L’HISTOIRE DE NGUYỄN HUỲNH KHÔI – S’ACCROCHER À UN RÊVE UNIVERSITAIRE MALGRÉ LES ÉPREUVES DE LA VIE
Né en 2005, Nguyễn Huỳnh Khôi est aujourd’hui étudiant en troisième année de Technologies de l’Information à l’Université de Can Tho. Sa famille, autrefois classée comme foyer pauvre, a vécu de nombreuses années dans une maison de fortune très dégradée. Ce n’est qu’en octobre 2025, grâce à une aide gouvernementale de 60 millions de VND (environ 2 300 USD), qu’ils ont enfin pu reconstruire une maison plus sûre et plus stable.
Pourtant, les difficultés les cernent toujours. Le père de Khôi travaille comme journalier avec un revenu instable — environ 250 000 VND par jour (~10 USD) — tout en souffrant de douleurs articulaires chroniques après des années de travail pénible. Sa mère gagne entre 80 000 et 100 000 VND par jour (3–4 USD) en faisant de la couture pour les voisins. Le revenu mensuel moyen de la famille n’est que de 560 000 VND par personne (~22 USD) — loin d’être suffisant pour soutenir la scolarité de deux enfants.
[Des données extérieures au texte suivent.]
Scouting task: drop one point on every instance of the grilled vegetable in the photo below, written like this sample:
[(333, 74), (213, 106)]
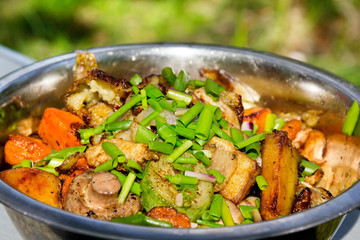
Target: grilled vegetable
[(36, 183), (158, 191), (280, 161)]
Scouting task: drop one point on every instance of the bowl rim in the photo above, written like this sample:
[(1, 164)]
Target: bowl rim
[(61, 219)]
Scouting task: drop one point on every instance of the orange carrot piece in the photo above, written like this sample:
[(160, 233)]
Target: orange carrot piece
[(292, 127), (19, 148), (257, 116), (59, 128)]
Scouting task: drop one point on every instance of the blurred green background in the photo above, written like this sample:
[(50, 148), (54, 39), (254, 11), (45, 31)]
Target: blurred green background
[(323, 33)]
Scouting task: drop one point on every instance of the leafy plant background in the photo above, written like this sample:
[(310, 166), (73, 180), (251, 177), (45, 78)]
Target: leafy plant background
[(323, 33)]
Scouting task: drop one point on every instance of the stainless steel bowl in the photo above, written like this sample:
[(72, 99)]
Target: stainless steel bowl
[(279, 82)]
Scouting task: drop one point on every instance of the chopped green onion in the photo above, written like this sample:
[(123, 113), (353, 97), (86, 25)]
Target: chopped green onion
[(135, 89), (208, 223), (24, 163), (118, 125), (185, 132), (155, 105), (212, 89), (197, 83), (107, 166), (149, 118), (351, 119), (179, 151), (168, 106), (191, 114), (143, 220), (144, 135), (226, 215), (270, 122), (179, 96), (180, 179), (169, 75), (179, 104), (124, 108), (112, 150), (309, 167), (219, 177), (261, 182), (161, 147), (154, 92), (250, 140), (204, 159), (204, 123), (135, 188), (181, 81), (125, 189), (135, 80), (186, 160), (182, 167)]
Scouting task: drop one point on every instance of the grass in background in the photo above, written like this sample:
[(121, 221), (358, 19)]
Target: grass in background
[(323, 33)]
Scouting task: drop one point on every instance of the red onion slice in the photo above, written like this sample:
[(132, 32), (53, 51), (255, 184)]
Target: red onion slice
[(200, 176)]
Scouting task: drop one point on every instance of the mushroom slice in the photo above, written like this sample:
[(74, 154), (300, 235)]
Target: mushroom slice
[(95, 195)]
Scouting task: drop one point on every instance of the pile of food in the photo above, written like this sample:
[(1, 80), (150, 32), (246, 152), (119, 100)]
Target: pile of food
[(163, 150)]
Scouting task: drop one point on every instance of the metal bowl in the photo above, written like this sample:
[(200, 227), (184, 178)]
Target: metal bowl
[(278, 82)]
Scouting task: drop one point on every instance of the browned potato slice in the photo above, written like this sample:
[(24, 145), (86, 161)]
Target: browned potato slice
[(36, 183), (280, 161)]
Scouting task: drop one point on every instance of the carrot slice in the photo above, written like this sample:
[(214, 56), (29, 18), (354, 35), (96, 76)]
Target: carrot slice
[(59, 128), (292, 127), (19, 148), (257, 116)]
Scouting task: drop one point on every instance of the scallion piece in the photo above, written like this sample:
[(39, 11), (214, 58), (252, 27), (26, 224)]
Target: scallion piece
[(181, 81), (144, 135), (197, 83), (191, 114), (179, 96), (182, 167), (212, 89), (351, 119), (208, 223), (125, 189), (135, 80), (261, 182), (219, 177), (179, 151), (185, 132), (204, 123), (168, 106), (204, 159), (154, 92), (270, 122), (149, 118), (135, 188), (118, 125), (155, 105), (226, 215), (250, 140), (127, 106), (309, 167), (107, 166), (180, 179), (161, 147), (169, 75), (186, 160)]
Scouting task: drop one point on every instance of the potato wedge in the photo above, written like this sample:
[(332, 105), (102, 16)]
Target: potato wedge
[(36, 183), (280, 161)]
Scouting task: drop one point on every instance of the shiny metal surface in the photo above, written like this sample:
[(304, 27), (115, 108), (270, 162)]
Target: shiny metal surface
[(275, 79)]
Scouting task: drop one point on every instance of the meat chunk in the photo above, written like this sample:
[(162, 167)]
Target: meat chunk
[(95, 196), (229, 103), (240, 170), (138, 152)]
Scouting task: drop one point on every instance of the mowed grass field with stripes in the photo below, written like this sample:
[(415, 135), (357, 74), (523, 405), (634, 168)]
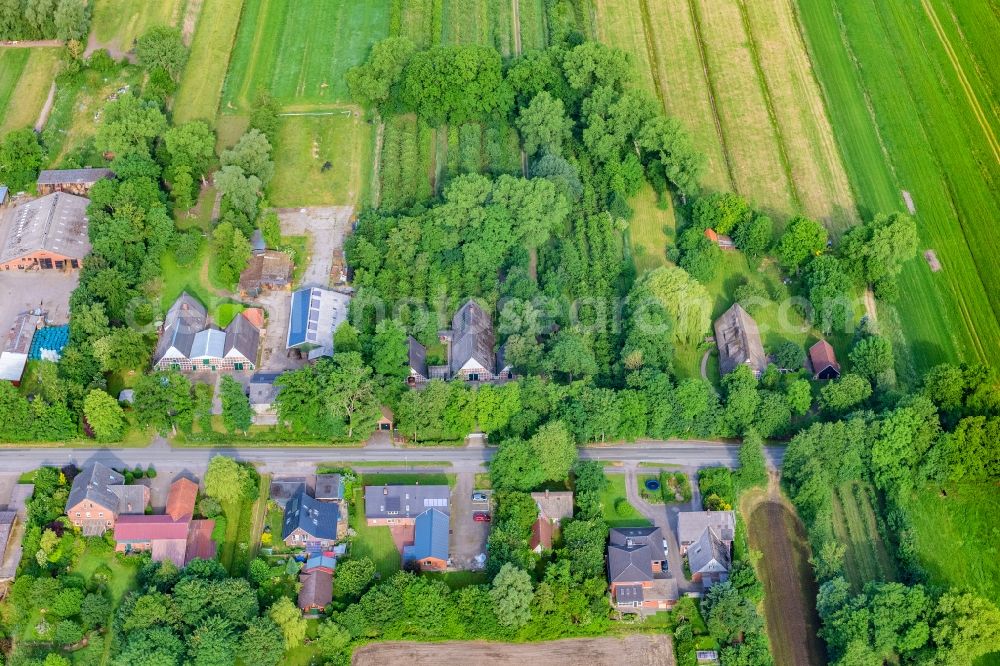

Malgré cela, Khôi a toujours été de l’avant. Pendant 12 années consécutives, il a été un excellent élève et a été admis à l’Université de Can Tho en tant que major au concours d’entrée de son programme informatique. En dehors des cours, il travaille à temps partiel dans un restaurant local, gagnant entre 100 000 et 150 000 VND par jour (4–6 USD) pour aider à payer les frais de scolarité et soutenir sa famille.
Mais chaque période de paiement des frais de scolarité est une lutte. Chaque année, Khôi doit emprunter environ 30 millions de VND (~1 150 USD) auprès de proches ou de la Banque des Politiques Sociales simplement pour rester inscrit. Cette année, il doit suivre des cours supplémentaires d’anglais et de compétences informatiques — des crédits essentiels pour garantir un emploi compétitif après l’obtention du diplôme. Pour poursuivre ses études, il sollicite un prêt de 10 millions de VND (~380 USD) auprès du Centre Anh Duong.
Pour beaucoup, cela peut ne pas sembler une somme importante. Mais pour la famille de Khôi, c’est un fardeau écrasant.
Dans sa demande de prêt, il a écrit :
« Je veux seulement continuer à étudier. Je promets de travailler dur chaque jour pour pouvoir obtenir mon diplôme, trouver un emploi stable, soutenir mes parents et rembourser le prêt. Je ne veux pas que les circonstances m’enlèvent mon rêve. »
Un petit prêt peut être le pont qui permettra à Khôi de terminer ses études — la seule voie capable de véritablement les sortir, lui et sa famille, de la pauvreté.